Amnesty International a également demandé aux groupes armés actifs en Somalie et opposés au TFG de cesser leurs pratiques d’intimidation, de menaces de violence et de meurtres de journalistes.
Les agressions du TFG et des groupes armés visant les journalistes violent le droit à la liberté d’expression et des médias, telle que la reconnaissent les traités internationaux et régionaux relatifs aux droits humains et la Charte fédérale de transition de la Somalie.

Depuis la dernière déclaration d’Amnesty International sur les dangers auxquels font face les journalistes en Somalie, en particulier à Mogadiscio (Il faut protéger les journalistes d’urgence, 7 septembre 2007, index AI : AFR 52/015/2007), les agressions contre les journalistes continuent dans différentes régions de Somalie ; par exemple :

*La tentative d’abattre Jafar Mohammed « Kukay », faisant fonction de directeur de Radio Shabelle, à Mogadiscio, ce 24 septembre, et le siège du bâtiment de Radio Shabelle le 18 septembre, lors duquel les forces de sécurité du TFG ont tiré à l’arme automatique sur les fenêtres du premier et du deuxième étages du bâtiment, blessant un gardien. Selon l’Envoyé spécial des Nations unies, les dirigeants du TFG ont déclaré par la suite il s’agissait d’un accident et ont assuré que cela ne se reproduirait pas.

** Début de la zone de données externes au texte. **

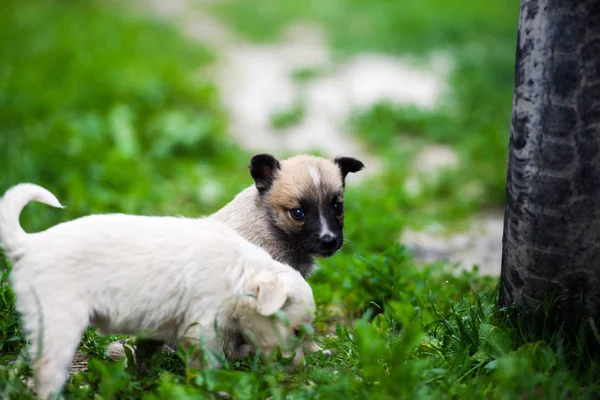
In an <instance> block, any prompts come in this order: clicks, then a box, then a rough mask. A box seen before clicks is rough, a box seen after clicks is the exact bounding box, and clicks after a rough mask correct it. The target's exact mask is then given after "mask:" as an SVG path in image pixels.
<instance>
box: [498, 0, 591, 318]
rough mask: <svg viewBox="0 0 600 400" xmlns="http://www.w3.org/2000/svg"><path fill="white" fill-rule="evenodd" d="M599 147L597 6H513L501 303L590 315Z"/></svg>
mask: <svg viewBox="0 0 600 400" xmlns="http://www.w3.org/2000/svg"><path fill="white" fill-rule="evenodd" d="M599 148H600V2H598V1H591V0H588V1H585V0H580V1H577V0H574V1H552V0H522V1H521V14H520V17H519V34H518V44H517V54H516V66H515V86H514V96H513V110H512V119H511V134H510V144H509V157H508V172H507V184H506V203H505V216H504V238H503V252H502V274H501V281H500V298H499V302H500V305H501V306H512V305H514V306H515V307H516V308H517V309H518V310H522V311H534V310H535V309H536V307H538V306H540V305H541V304H543V303H544V302H545V301H548V300H549V299H550V298H551V297H552V295H555V300H556V305H557V306H558V309H559V310H561V311H562V312H561V315H563V316H564V315H569V316H575V317H577V318H578V319H580V320H581V318H582V317H596V316H597V315H598V314H599V312H600V154H599V152H598V149H599ZM565 313H566V314H565Z"/></svg>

*La fermeture temporaire de Radio Garowe, à Garowe, capitale du Puntland ce 19 octobre, et l’arrestation de trois de ses employés par des forces de sécurité du Puntland. Tous trois ont été libérés le 20 octobre, et la radio a repris ses émissions.

*La fermeture pendant vingt-quatre heures de Radio Simba, une radio située à Mogadiscio, et l’arrestation de deux journalistes de Radio Simba par les forces de sécurité, ce 11 octobre. Abdullahi Ali Farah et Mohammad Farah ont été libérés le lendemain.

*La détention arbitraire de Mohamed Hussein Jimale, un journaliste installé à Mogadiscio, du site Web d’information www.puntlandpost.com, détenu par la police du TFG dans la prison voisine du bureau présidentiel, à Villa Somalia, du 12 au 16 septembre.

*De nombreux autres cas, ces dernières semaines à Mogadiscio, de harcèlement, d’intimidation et d’arrestation de journalistes pendant de courtes périodes, par les forces du TFG.

Les journalistes ne sont pas les seuls à subir cette insécurité croissante. Les travailleurs humanitaires subissent également des agressions. Le raid extraordinaire contre le complexe des Nations unies de Mogadiscio, mené par plus de 50 membres du Service national de sécurité du TFG, ce 17 octobre, et la détention arbitraire du 17 au 23 octobre d’Idris Osman, le directeur local du Programme alimentaire mondial des Nations unies, montre un mépris flagrant pour les droits des travailleurs humanitaires qui agissent dans le meilleur intérêt des populations les plus vulnérables, déplacées par l’actuel conflit interne de Mogadiscio.

Amnesty International a demandé au ministre de l’Information du TFG, Madobe Numow Mohamed, de respecter le rôle légitime des journalistes. Amnesty International observe avec inquiétude que le ministre, dans une lettre datée du 3 octobre 2007, a déclaré que le Syndicat national des journalistes somaliens (NUSOJ) n’était pas reconnu par le TFG et n’avait aucun droit de représenter et d’organiser des journalistes. Le NUSOJ soutient les droits des journalistes somaliens de manière ferme et impartiale, en signalant les agressions qui les visent et en demandant que des mesures soient prises.

Amnesty International exhorte la communauté internationale à faire pression sur le TFG pour protéger les droits des journalistes bien plus énergiquement. Les Nations unies, les États-Unis d’Amérique, l’Union européenne et l’Union africaine ont tous investi une énergie et des ressources considérables dans le développement des Institutions fédérales de transition somaliennes. Il est essentiel que ces organes et pays accentuent leur pression sur ces institutions pour qu’elles respectent le droit important à la liberté d’expression et de la presse en Somalie, et le droit à la vie des journalistes somaliens.